The general stated the projectile was in the sky for a significant duration during the evaluation on October 21.

He noted the projectile's ascent and directional control were evaluated and were confirmed as up to specification, according to a domestic media outlet.

"Consequently, it demonstrated high capabilities to evade anti-missile and aerial protection," the news agency stated the commander as saying.

The missile's utility has been the topic of vigorous discussion in armed forces and security communities since it was initially revealed in the past decade.

A recent analysis by a foreign defence research body determined: "An atomic-propelled strategic weapon would give Russia a singular system with global strike capacity."

Nonetheless, as an international strategic institute noted the corresponding time, the nation faces considerable difficulties in making the weapon viable.

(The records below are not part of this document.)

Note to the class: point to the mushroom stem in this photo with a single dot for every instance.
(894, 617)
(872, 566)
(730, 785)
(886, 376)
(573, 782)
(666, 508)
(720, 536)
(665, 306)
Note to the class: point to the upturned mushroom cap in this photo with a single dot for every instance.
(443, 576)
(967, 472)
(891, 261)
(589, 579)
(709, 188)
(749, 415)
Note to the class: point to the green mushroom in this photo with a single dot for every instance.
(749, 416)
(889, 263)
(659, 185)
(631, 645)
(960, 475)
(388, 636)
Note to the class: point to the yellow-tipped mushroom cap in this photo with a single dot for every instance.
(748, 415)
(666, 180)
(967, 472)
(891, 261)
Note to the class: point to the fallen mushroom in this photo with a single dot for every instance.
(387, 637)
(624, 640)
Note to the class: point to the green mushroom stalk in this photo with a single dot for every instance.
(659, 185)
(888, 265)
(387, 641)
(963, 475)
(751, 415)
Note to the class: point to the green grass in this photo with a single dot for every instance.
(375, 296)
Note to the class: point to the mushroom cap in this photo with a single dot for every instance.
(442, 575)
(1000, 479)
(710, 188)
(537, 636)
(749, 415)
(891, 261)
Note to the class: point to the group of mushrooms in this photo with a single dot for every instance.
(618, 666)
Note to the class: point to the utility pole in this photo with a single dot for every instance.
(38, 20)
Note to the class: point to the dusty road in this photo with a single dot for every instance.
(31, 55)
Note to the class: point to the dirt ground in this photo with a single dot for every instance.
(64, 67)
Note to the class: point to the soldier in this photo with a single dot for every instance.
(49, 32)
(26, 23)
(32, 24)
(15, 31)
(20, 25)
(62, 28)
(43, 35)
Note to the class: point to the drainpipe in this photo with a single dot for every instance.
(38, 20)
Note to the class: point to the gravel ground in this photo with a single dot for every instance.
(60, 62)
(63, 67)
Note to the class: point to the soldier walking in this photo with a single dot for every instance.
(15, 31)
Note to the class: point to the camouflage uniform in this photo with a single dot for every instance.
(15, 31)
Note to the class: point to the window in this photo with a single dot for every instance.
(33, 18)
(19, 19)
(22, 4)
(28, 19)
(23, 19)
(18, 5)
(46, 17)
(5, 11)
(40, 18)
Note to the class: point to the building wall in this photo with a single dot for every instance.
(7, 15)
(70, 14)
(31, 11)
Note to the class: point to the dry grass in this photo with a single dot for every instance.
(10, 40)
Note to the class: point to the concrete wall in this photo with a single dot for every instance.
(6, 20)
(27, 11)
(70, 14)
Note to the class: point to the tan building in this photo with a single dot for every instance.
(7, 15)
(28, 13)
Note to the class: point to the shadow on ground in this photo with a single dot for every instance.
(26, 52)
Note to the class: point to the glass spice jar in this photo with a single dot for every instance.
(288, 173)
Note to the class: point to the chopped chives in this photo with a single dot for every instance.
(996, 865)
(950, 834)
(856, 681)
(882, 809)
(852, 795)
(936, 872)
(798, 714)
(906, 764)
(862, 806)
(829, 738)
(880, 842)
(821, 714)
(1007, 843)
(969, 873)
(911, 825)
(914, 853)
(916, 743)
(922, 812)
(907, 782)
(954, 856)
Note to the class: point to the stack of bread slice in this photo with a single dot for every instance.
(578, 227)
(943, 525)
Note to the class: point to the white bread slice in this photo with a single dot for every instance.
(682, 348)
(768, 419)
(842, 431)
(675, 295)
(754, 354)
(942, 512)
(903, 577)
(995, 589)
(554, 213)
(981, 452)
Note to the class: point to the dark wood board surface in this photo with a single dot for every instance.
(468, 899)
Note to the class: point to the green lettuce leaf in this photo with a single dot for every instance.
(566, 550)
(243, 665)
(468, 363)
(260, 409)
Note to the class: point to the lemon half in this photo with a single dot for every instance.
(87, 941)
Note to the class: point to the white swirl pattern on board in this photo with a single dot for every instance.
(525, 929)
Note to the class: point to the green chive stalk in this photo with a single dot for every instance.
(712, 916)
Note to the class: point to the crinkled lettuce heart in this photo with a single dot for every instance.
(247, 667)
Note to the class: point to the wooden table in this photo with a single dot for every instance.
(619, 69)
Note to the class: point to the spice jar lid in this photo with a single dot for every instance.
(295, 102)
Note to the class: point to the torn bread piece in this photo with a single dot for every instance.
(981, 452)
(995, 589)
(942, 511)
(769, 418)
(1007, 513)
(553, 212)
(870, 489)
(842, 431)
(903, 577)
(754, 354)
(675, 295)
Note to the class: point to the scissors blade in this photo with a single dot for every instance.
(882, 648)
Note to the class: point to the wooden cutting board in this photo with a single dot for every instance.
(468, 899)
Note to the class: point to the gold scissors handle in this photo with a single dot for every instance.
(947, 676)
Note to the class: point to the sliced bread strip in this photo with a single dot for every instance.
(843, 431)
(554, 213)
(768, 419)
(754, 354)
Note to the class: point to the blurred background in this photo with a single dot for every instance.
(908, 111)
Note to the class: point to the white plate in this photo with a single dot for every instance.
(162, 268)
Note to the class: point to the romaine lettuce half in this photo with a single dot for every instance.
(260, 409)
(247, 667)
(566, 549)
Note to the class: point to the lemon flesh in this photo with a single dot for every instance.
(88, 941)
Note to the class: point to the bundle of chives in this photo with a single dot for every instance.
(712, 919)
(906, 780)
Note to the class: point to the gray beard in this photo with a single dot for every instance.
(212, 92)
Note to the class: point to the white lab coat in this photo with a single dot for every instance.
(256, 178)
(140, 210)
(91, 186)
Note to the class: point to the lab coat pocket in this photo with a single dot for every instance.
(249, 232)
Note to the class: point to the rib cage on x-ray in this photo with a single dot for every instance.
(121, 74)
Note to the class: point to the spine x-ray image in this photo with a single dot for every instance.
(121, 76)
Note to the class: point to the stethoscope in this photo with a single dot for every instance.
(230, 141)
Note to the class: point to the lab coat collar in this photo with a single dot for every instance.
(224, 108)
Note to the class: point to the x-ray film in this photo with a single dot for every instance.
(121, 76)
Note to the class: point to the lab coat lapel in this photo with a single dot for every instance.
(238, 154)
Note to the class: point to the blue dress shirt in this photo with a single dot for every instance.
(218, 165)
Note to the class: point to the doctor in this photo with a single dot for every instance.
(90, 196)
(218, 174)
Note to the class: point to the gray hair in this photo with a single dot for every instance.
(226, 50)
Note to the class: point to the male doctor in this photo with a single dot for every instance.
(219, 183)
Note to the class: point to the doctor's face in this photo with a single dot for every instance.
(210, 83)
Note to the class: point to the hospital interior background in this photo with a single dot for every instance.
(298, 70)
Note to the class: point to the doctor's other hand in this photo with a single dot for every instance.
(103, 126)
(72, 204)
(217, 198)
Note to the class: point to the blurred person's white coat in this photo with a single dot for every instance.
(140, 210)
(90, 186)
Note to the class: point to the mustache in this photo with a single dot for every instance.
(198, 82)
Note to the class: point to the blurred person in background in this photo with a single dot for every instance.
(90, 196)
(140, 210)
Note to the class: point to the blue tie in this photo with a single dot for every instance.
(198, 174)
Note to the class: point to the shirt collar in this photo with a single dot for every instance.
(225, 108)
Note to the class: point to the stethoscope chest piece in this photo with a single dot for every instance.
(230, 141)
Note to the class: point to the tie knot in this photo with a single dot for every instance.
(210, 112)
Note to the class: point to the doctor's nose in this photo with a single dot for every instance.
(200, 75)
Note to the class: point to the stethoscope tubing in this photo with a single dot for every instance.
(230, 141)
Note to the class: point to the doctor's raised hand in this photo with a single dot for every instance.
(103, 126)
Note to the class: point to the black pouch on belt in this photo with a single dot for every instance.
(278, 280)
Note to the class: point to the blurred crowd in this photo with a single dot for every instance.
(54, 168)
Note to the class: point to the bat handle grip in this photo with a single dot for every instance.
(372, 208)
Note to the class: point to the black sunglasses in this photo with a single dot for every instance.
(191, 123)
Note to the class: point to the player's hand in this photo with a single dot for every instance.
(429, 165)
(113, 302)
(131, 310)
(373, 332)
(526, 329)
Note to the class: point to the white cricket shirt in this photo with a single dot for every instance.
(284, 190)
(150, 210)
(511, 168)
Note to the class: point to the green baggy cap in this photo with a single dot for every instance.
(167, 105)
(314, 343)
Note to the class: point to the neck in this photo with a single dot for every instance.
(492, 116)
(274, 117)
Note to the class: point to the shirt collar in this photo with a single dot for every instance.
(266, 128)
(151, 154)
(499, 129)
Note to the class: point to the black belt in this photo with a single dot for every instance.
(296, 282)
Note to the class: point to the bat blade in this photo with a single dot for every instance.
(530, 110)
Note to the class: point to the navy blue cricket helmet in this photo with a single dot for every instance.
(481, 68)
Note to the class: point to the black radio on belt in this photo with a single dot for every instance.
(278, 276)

"Its integration into the nation's inventory likely depends not only on surmounting the substantial engineering obstacle of securing the dependable functioning of the nuclear-propulsion unit," specialists noted.

"There have been numerous flight-test failures, and a mishap leading to multiple fatalities."

A armed forces periodical cited in the report asserts the projectile has a flight distance of between 10,000 and 20,000km, permitting "the projectile to be deployed anywhere in Russia and still be equipped to strike objectives in the United States mainland."

The corresponding source also explains the missile can fly as low as 50 to 100 metres above the surface, causing complexity for aerial protection systems to engage.

The missile, code-named a specific moniker by a foreign security organization, is thought to be driven by a reactor system, which is supposed to commence operation after solid fuel rocket boosters have sent it into the atmosphere.

An inquiry by a news agency recently identified a location 475km north of Moscow as the likely launch site of the missile.

Using orbital photographs from the recent past, an specialist informed the outlet he had identified nine horizontal launch pads under construction at the site.